As the Court stated above, Plaintiffs have not filed any opposition or other response to Wachovia's motion for summary judgment. At this stage in this litigation, when confronted with a motion that no genuine disputes of material facts exist, a non-moving party must go beyond their pleadings to demonstrate the existence of a genuine dispute of material fact. Fed.R.Civ.P. 56(c)(1). The non-moving party must offer some "concrete evidence from which a reasonable juror could return a verdict in his favor." Anderson, 477 U.S. at 256. Whereas here, if a non-moving party has the burden of proof on an essential element of his or her case and does not make, after adequate time for discovery, an evidentiary showing sufficient to establish that element, summary judgment is appropriate. Celotex, 477 U.S. at 322-23. Here, the parties have had an opportunity to engage in discovery and Plaintiffs have been afforded an opportunity to properly support or address Wachovia's assertions of fact. Yet, Plaintiffs have not demonstrated that a genuine dispute of material facts exists that they did perform as required under the contract and that Defendant breached or violated its duties or obligations under the contract. Plaintiffs' failure to make a showing sufficient to establish the existence of an essential element of their claim is fatal.

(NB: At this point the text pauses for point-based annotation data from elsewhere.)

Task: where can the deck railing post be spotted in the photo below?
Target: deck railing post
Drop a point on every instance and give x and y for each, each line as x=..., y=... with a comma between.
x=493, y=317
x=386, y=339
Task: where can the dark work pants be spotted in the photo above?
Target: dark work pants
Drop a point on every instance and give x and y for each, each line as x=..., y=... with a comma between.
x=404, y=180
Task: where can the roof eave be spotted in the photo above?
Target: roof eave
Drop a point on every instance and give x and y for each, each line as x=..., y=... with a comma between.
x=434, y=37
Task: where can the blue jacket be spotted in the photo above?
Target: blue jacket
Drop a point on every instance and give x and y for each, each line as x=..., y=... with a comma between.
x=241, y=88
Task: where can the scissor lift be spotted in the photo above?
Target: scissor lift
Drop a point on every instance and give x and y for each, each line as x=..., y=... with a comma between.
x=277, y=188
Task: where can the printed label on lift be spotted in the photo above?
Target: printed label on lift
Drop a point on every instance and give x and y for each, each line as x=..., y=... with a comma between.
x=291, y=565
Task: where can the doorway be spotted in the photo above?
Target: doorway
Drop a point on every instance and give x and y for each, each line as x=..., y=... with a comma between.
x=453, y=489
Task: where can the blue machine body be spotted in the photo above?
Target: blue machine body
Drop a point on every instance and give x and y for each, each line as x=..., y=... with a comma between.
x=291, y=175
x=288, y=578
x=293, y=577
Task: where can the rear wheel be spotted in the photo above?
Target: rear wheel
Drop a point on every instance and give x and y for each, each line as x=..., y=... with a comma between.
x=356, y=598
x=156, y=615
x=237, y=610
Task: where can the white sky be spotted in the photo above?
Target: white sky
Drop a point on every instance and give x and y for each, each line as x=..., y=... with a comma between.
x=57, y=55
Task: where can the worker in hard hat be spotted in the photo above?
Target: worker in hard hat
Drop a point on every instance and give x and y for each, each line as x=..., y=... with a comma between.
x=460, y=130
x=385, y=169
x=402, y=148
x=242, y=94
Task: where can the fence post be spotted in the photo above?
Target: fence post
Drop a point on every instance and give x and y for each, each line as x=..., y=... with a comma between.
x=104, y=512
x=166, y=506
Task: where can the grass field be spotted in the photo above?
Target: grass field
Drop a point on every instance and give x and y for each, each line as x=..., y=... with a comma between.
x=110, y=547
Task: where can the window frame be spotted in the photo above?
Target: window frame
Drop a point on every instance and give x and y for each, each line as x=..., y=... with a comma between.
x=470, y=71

The Court finds that "there can be `no genuine issue as to any material fact,' since a complete failure of proof concerning an essential element of the nonmoving party's case necessarily renders all other facts immaterial." Celotex, 477 U.S. at 322-23. Therefore, the Court finds that no genuine disputes of material facts exist as to this claim and that Defendant is entitled to summary judgment as a matter of law.
As a result of the Court's ruling above granting Defendant Nationwide's motion for summary judgment, the Court finds that Nationwide's motions in limine, which sought to exclude Plaintiffs' ability to present certain evidence, should be denied as moot.